The engine is a two-cylinder, four-cycle, air cooled, over-head-valve, V-type engine. It has three major component assemblies: cylinder, crankcase and gearcase.

Cylinder assemblies include cylinder head, valves, rocker arms and piston. Cylinders mount on the engine crankcase in a 45 degree "V," with both connecting rods connected to a single crank pin.

The reciprocating, linear motion of the piston in the cylinder is converted to circular motion in the crankcase. The built-up crankshaft consists of an off-center crank pin interposed between two counterweighted flywheels which rotate on two end shafts (pinion and sprocket shafts) supported by antifriction roller bearings. The lower end of the rear cylinder connecting rod is forked to fit around the single-end front cylinder connecting rod, allowing a single connecting rod-crankpin connection to the flywheel.
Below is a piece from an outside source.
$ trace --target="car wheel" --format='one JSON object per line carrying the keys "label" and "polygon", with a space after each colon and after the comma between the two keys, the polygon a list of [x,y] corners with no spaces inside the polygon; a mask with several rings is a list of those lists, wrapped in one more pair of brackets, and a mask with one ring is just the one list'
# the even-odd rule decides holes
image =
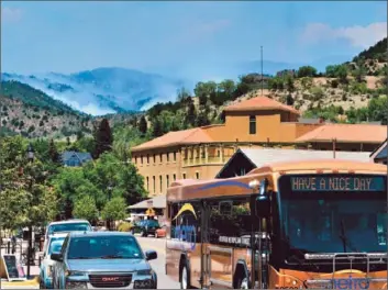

Flywheel rotation is clockwise (viewing engine from right side). Using the front cylinder firing position as a starting point, the rear cylinder fires at 315 degrees rotation (360 degrees minus the 45 degrees between cylinders). The front fires in an additional 405 degrees (360 degrees plus the 45 degrees between cylinders), completing the 720 degrees of flywheel rotation necessary for the four piston strokes.

The gearcase is located on the right side of the crankcase and houses a gear train which operates and times the valves and crankcase breather. The rotary crankcase breather valve is located between crankcase and gearcase compartments and functions to relieve crankcase pressure caused by downstroke of pistons, and controls the flow of oil in the lubrication system.

A single camshaft with four cam lobes is gear driven. The engine valves are opened and closed through the mechanical linkage of tappets, push rods and rocker arms. Tappets serve to transmit the cam action to the valve linkage. Hydraulic lifters installed in the tappets automatically compensate for heat expansion to maintain a no-lash fit of parts. Valve and breather timing are obtained by meshing gearcase gears with timing marks aligned.

Ignition spark is produced by operation of circuit breaker, ignition coil and spark plugs. The breaking of circuit breaker points by a cam on the camshaft determines the spark timing.

Ignition spark is produced through operation of a single set of circuit breaker points by a double-lobe cam on the circuit breaker shaft. The narrow lobe times the front cylinder. The wide lobe times the rear cylinder. Both spark plugs fire each crankshaft revolution. However, the spark in one cylinder occurs ineffectually during its exhaust stroke.

Most other engine components function similar to usual internal combustion engine design. For further description of part function, see pertinent manual sections.